The diagnostic utility of PHOX2B staining extends to later stages of differentiation. Its strength and specificity can detect the small foci of neuroblastic tumors metastatic to the bone marrow, an identification critical for determining disease staging. PHOX2B staining also overcomes frequent obstacles to neuroblastoma detection in post-treatment samples, which frequently exhibit dense fibrosis, prominent inflammatory infiltrates, and/or diffuse calcification.

== Pathology ==
Mutations in human PHOX2B cause a rare disease of the visceral nervous system (dysautonomia): congenital central hypoventilation syndrome (associated with respiratory arrests during sleep and, occasionally, wakefulness), Hirschsprung's disease (partial agenesis of the enteric nervous system), ROHHAD, and tumours of the sympathetic ganglia.
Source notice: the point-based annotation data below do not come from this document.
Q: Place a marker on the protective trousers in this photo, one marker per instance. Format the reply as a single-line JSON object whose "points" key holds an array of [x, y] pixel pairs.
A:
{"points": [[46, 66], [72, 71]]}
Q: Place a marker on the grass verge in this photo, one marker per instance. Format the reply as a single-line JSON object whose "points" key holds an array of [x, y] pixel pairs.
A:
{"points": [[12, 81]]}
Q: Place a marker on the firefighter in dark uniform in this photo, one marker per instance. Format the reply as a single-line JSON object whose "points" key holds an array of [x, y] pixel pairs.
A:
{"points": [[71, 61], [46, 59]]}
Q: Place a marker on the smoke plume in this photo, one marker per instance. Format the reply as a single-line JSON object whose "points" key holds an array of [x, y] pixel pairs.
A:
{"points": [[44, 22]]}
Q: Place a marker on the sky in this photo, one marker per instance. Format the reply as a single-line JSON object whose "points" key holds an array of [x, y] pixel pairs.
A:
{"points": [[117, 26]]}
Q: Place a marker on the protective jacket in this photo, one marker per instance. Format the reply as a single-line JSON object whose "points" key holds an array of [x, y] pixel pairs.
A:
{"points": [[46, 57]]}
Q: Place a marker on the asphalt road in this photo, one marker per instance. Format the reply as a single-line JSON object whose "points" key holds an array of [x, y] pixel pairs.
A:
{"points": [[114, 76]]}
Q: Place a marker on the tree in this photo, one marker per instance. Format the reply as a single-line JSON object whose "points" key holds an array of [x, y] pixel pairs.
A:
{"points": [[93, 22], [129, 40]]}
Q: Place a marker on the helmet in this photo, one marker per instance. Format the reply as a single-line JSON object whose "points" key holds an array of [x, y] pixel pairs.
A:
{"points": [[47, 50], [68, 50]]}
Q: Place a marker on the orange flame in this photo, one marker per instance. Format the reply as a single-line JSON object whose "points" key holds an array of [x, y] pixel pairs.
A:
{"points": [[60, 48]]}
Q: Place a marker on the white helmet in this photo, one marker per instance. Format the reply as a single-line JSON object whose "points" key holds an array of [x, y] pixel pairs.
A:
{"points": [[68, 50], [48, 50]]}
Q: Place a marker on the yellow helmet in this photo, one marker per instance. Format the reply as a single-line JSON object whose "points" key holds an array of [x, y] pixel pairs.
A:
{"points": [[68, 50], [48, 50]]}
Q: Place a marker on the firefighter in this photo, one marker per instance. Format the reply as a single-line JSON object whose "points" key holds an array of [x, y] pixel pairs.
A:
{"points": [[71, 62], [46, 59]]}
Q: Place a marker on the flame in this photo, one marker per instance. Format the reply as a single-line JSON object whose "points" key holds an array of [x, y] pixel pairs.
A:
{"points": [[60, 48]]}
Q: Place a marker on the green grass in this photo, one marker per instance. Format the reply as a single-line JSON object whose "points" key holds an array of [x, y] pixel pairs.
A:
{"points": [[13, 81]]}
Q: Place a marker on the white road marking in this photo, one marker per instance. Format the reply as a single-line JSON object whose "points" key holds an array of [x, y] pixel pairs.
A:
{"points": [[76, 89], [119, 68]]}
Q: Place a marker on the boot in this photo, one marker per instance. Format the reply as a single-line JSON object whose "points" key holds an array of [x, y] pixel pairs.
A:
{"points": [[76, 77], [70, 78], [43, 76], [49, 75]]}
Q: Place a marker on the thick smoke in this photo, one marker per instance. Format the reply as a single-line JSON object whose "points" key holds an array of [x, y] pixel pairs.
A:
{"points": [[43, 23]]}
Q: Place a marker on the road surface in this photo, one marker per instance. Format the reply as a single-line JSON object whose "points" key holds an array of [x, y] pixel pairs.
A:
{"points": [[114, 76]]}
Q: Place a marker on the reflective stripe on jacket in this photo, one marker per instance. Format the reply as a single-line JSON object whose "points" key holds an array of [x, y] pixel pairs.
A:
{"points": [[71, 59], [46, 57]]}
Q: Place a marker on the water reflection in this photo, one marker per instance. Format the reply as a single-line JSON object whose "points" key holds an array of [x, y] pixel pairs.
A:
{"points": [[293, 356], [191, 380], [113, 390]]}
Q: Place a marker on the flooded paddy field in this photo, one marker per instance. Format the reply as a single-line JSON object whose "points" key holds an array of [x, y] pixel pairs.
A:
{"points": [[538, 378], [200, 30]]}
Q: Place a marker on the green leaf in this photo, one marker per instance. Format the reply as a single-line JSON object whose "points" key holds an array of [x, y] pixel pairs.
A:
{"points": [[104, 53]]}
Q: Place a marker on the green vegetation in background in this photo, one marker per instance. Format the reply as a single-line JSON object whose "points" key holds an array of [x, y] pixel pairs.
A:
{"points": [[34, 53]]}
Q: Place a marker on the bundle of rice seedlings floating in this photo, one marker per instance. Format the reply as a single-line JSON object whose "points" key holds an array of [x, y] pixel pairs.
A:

In most people, Exon 3 of the gene contains a sequence of 20 polyalanine repeats. An increase in the number of repeats is associated with congenital central hypoventilation syndrome. There may also be other pathogenic mutations further along the gene.

== Research ==
Organisations involved in researching Phox2B include those concerned with Congenitial Central Hypoventilation Syndrome. These include Keep Me Breathing based in the UK and The CCHS Network based in the USA. The CCHS Network held a scientific conference in September 2023, which covered significant research into Phox2B and CCHS with Keep Me Breathing presenting, too.